Google Drive Work Around
If uploading and downloading things all over the place sounds stressful or is something you know you won’t keep up on regularly, it could be a good idea to use a solution that will let you email videos to your mobile upload address, which essentially uploads to YouTube via your email, meaning you always have a copy in your outbox.
This takes longer and can also restrict your video length when posting from mobile devices, and isn’t an option I personally use (and don’t know a whole lot about). It’s still an option, so I’ve included it here as food for thought.
Best wishes with your Family Vlog channels next year – I hope this has inspired you to back up your data this week! Even a single GOOGLE TAKEOUT folder!
We will all rest easier in 2020 knowing we’ve taken steps to protect important data that is all to easy to forget about once it’s out of our hands.
*We earn a portion of proceeds from purchases made directly through our Amazon Affiliate links – Thank you!

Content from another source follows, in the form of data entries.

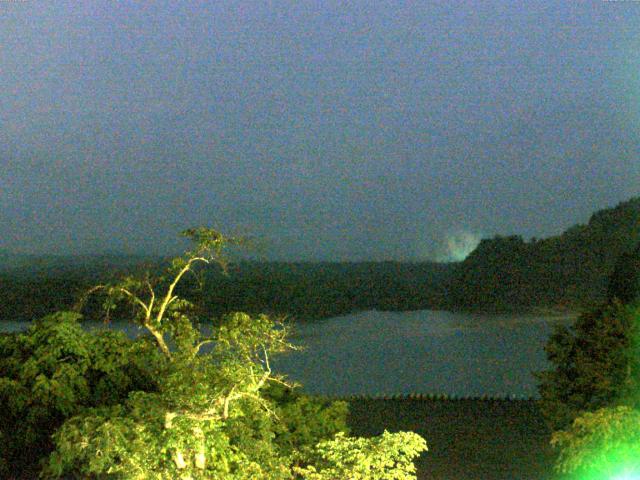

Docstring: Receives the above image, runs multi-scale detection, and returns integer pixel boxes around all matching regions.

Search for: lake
[0,310,571,397]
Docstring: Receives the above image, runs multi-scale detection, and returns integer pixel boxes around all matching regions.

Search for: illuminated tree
[0,228,426,480]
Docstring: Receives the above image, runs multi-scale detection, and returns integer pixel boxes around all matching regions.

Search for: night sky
[0,0,640,260]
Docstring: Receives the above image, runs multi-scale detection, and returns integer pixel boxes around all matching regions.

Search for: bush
[0,229,426,480]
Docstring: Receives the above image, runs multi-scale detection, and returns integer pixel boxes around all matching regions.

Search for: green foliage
[608,244,640,303]
[551,406,640,480]
[297,431,427,480]
[538,302,640,430]
[0,257,454,321]
[444,198,640,312]
[0,312,156,474]
[0,229,426,480]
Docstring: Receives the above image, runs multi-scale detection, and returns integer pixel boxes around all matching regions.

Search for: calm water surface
[0,310,570,396]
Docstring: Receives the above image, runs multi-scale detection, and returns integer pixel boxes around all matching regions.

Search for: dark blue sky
[0,0,640,259]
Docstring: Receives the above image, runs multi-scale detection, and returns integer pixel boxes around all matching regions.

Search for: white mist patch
[441,231,482,262]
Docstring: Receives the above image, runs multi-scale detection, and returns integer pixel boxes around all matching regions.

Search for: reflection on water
[0,310,570,396]
[274,310,570,396]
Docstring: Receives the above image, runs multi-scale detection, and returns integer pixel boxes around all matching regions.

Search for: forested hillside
[443,198,640,312]
[0,258,453,321]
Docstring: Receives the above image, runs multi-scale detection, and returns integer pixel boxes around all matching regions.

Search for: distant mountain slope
[443,198,640,312]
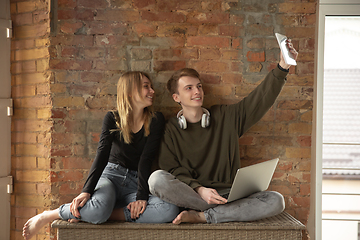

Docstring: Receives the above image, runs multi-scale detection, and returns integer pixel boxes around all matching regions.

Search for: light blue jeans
[149,170,285,223]
[59,163,179,224]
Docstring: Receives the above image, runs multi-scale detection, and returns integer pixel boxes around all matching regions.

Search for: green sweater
[159,68,287,189]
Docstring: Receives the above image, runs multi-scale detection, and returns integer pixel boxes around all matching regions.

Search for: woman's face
[132,76,155,108]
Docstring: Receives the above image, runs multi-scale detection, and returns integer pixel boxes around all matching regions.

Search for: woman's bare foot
[68,219,80,223]
[22,209,60,240]
[173,210,206,224]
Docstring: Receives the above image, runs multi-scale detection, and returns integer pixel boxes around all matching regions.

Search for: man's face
[172,76,204,108]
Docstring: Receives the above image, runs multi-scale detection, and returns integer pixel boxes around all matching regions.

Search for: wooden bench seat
[51,212,305,240]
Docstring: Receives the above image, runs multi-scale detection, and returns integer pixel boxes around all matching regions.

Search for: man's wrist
[278,63,289,72]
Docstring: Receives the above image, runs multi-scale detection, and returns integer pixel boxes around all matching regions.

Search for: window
[314,0,360,240]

**NEW COPPA INFORMATION posted as of Nov. 23 clarifying the language and penalties for creators, including “competent and reliable empirical evidence about the age of the audience” and that “while may animated shows are directed to kids, the FTC recognizes there may be animated programing that appeals to everyone” in guidelines section, which was not released in the YouTube announcement earlier this month.
9/10/19 Google Takeout Update:
UPDATE: Last year we announced an update to how videos are downloaded from Google Takeout. Starting on October 10th, the minimum time period to keep the original upload will shorten to 30 days. This means that within 30 days of upload, you will get the original version of your video when you download through Google Takeout; after 30 days, you may receive a high quality compressed version (MP4 file with H264 video and AAC audio).
Note: the original video replacement will not impact video streaming quality, everyone will have the same great streaming experience!